This is just speculation, but based on a conversation with my partner, there are two types of computer users. The first group makes use of hierarchical storage, consistent naming conventions, and other organizational tricks to give them a rough idea of where any file might be. The second group has never heard the term "file systems" and just stores everything with an arbitrary name in whatever location the originating application uses by default.

The first group would prefer to search the given directory, because the supplied context (of which folder to start the search in) drastically improves/speeds search results. The second group prefers to search the entire disk, because supplying that additional context is impossible - any file might appear anywhere.

The set intersection between the first group and "people who change their default settings" is much higher than it is with the second group. Consequently, the whole disk search is enabled by default.

Additionally, given the addition of an "All My Files" view in Finder (a feature which the first group would probably find baffling), Apple may also believe that the latter group outnumbers the former.

5 comments

Reminds me of this Verge article reporting that kids growing up with iPhones don’t know what files or directories are: https://www.theverge.com/22684730/students-file-folder-direc...
Very much an intentional goal of the OS when it came out, the hope being that the concepts of files and folders might never be needed. A bold move to get rid of a mental overhead for using a computer that was never natural or intuitive to non-tech users. They eventually had to back off a bit, but it’s an amazing accomplishment that most users can still use these devices as if files weren’t a thing.
How long do you think that IT professionals will need to care about hierarchical file systems?
Yeah this is true, friends that are professors say they now have to have a basic class early in the semester that explains folders, files, and other basics to students.
Funny, I'm in the first group but I'd much rather have it search everything by default: because I organize my files, if I'm searching for one that means that I don't know where it is, so I need to look everywhere.
To me this is definitely it. Using non-technical people's computers is eye-opening. Thousands of files scattered around on the Desktop, Documents, or wherever they just happened to go.
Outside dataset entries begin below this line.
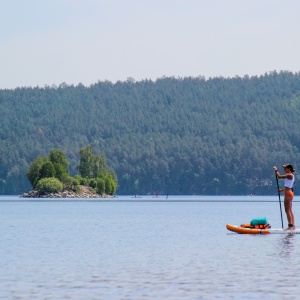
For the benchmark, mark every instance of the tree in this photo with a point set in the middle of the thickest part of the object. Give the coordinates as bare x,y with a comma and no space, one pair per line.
60,163
49,185
34,171
47,170
85,167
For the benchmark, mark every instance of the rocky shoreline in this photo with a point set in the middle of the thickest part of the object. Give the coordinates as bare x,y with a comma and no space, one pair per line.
85,192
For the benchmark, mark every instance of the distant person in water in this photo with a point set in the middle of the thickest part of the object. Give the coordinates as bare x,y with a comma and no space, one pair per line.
289,179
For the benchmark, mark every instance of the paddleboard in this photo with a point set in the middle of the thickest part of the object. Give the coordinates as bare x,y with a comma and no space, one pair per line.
243,230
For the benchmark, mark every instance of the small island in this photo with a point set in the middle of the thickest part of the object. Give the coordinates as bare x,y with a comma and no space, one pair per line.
50,178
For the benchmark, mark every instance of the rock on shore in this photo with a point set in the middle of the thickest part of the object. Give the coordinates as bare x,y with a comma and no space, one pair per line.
85,192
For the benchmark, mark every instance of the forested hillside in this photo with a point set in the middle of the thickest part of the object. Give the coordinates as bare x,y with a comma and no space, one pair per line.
169,136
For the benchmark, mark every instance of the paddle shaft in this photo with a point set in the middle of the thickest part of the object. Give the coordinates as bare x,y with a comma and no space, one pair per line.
279,199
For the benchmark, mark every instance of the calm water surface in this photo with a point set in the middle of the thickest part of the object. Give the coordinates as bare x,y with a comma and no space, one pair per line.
145,250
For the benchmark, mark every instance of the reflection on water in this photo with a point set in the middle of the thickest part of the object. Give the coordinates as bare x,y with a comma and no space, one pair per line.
287,244
143,251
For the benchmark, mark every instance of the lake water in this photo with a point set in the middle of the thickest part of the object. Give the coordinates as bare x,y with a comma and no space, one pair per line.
145,248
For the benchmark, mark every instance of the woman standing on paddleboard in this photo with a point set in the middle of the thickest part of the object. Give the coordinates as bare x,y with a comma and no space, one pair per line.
289,179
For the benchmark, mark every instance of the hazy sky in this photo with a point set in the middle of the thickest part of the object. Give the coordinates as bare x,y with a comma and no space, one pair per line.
54,41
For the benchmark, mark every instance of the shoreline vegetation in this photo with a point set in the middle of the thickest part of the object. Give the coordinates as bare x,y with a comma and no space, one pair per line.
50,177
83,192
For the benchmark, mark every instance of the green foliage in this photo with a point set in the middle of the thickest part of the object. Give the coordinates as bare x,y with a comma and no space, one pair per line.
92,183
60,163
175,136
91,165
47,170
35,170
49,185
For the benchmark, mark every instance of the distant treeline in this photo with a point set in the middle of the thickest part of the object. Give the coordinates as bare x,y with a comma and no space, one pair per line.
169,136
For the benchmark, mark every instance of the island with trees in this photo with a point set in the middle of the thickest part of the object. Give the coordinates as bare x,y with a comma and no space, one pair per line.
50,177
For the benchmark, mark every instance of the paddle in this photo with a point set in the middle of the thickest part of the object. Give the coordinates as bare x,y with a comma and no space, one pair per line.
279,199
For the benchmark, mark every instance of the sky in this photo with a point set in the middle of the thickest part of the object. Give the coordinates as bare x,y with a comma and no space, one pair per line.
49,42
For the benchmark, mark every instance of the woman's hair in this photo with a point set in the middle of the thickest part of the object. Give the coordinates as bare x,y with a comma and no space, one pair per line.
290,167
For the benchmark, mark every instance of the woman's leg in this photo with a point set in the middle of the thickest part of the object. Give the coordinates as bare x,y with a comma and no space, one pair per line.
288,201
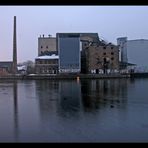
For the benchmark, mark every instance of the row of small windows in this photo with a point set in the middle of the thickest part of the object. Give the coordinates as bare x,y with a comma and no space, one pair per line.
46,47
105,53
47,62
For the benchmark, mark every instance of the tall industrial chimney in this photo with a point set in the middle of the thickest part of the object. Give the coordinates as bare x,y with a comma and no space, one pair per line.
14,70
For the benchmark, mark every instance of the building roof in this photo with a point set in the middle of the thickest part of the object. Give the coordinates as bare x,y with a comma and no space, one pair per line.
48,57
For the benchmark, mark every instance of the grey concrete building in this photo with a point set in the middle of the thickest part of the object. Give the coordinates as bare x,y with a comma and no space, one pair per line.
68,45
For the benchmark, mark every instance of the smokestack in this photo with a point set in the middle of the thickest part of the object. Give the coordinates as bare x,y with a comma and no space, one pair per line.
14,48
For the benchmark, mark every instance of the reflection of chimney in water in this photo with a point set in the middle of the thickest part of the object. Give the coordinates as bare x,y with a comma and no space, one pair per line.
14,48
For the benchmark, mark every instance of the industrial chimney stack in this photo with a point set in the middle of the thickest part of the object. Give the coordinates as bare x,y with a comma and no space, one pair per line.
14,48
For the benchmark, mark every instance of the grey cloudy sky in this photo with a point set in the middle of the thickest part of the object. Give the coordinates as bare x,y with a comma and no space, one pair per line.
110,22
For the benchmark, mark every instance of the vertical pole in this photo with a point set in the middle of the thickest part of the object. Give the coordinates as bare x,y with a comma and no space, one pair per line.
14,48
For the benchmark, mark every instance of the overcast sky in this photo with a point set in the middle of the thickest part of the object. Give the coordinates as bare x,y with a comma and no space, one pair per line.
110,22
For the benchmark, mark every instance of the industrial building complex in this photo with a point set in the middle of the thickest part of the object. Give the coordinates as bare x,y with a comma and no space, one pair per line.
81,52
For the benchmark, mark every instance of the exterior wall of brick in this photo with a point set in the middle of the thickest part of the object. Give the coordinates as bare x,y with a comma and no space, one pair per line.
46,66
97,54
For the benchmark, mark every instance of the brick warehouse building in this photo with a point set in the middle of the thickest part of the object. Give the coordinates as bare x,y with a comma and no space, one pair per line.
102,58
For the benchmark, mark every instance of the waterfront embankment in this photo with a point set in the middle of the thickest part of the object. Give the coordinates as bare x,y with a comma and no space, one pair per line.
64,76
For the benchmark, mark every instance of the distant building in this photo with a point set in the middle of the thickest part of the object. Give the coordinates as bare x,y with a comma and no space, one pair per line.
47,64
46,45
135,52
47,60
102,58
86,39
68,45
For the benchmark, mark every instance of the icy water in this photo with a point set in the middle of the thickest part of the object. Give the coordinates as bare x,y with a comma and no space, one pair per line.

Finding something in a specific directory would be a completely foreign concept.
Well, count me in the third group: I make use of hierarchical storage, consistent naming conventions, and other organizational tricks to give me a rough idea of where any file might be. I also fail miserably at it (apart from dev/programming stuff, which all is in `~/dev/<project name>`) and rely heavily on search to find anything again.

As search is fast enough nowadays with indexing, I'd rather have it search the whole disk every time than the directory I'm in just to realize I've put it someplace else.

Funny enough, I'm in the first group but prefer Finder's default behavior for the second group.